Porfiri and his colleagues employed a statistical method called transfer entropy analysis, which is used to study large, complex systems like financial markets and climate-change models. With this approach, two variables are defined, and then computational techniques are used to determine if the future of one of them can be predicted by the past of the other. "This is a step above studying correlation," Porfiri explains. "It's actually looking at causation. Unique to this study is the analysis of spatio-temporal data, by examining the behavior of all the US states"
The data that were put into consideration came from several sources: FBI background checks, which enabled the approximation of monthly gun sales by state; a Washington Post database on mass shootings; and news coverage about mass shooting from five major newspapers around the country. The news stories were put in two categories: those that mentioned gun regulations and those that didn't. In all, the study used data related to 87 mass shootings that occurred in the United States between 1999 and 2017.

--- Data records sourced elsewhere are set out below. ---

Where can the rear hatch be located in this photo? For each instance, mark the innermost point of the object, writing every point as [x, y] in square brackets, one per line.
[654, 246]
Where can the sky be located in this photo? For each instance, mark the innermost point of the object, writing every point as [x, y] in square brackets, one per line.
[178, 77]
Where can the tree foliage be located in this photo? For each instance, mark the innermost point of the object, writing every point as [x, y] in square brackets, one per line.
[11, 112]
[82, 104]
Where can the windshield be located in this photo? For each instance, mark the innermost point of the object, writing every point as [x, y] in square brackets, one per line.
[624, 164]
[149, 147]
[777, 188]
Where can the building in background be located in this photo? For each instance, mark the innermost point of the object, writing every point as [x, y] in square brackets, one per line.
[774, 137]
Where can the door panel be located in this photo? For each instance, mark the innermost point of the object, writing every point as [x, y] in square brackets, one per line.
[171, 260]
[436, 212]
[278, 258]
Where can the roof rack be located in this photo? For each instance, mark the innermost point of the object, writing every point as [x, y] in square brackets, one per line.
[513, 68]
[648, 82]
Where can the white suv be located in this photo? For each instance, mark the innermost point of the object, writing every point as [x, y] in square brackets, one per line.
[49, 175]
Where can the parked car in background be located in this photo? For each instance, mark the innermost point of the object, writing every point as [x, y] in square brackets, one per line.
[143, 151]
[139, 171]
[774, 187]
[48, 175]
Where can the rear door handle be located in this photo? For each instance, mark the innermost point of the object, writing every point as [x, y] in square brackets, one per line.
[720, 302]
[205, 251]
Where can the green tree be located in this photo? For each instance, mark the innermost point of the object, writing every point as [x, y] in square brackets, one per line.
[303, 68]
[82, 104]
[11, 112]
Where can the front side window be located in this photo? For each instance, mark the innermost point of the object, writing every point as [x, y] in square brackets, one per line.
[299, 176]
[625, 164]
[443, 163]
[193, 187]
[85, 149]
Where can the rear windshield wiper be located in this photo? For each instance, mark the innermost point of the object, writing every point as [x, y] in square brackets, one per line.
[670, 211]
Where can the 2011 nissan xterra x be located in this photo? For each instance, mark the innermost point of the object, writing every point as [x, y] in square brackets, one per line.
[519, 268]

The researchers also rated individual states by how restrictive their gun laws are. "We expected to find that gun sales increased in states that have more permissive gun laws, but it was less expected in states with restrictive laws. We saw it in both," Porfiri says. "Also, when we looked at particular geographic areas, we didn't find any evidence that gun sales increased when mass shootings happened nearby."
He adds that one limitation of the data is that news coverage may not fully capture public sentiment at a given time. In addition, although the study was successful in determining causal links among states, more work is needed to study the nature of these relationships, especially when one has laws that are much more restrictive than another
Porfiri usually uses computational systems to study topics related to engineering, including ionic polymer metal composites and underwater robots. His reason for studying mass shootings is personal: he received his Ph.D. in 2006 from Virginia Tech, which, the following year, was the site where—at that time—the deadliest mass shooting in the country took place. One member of his Ph.D. committee was killed in the shooting, and he knew many others who were deeply affected.
For him, this project is part of a larger effort to study gun violence. "Mass shootings are a small part of death from guns," Porfiri says. "Suicide and homicide are much more common. But mass shootings are an important catalyst for a larger discussion. I plan to look at the wider role of guns in the future."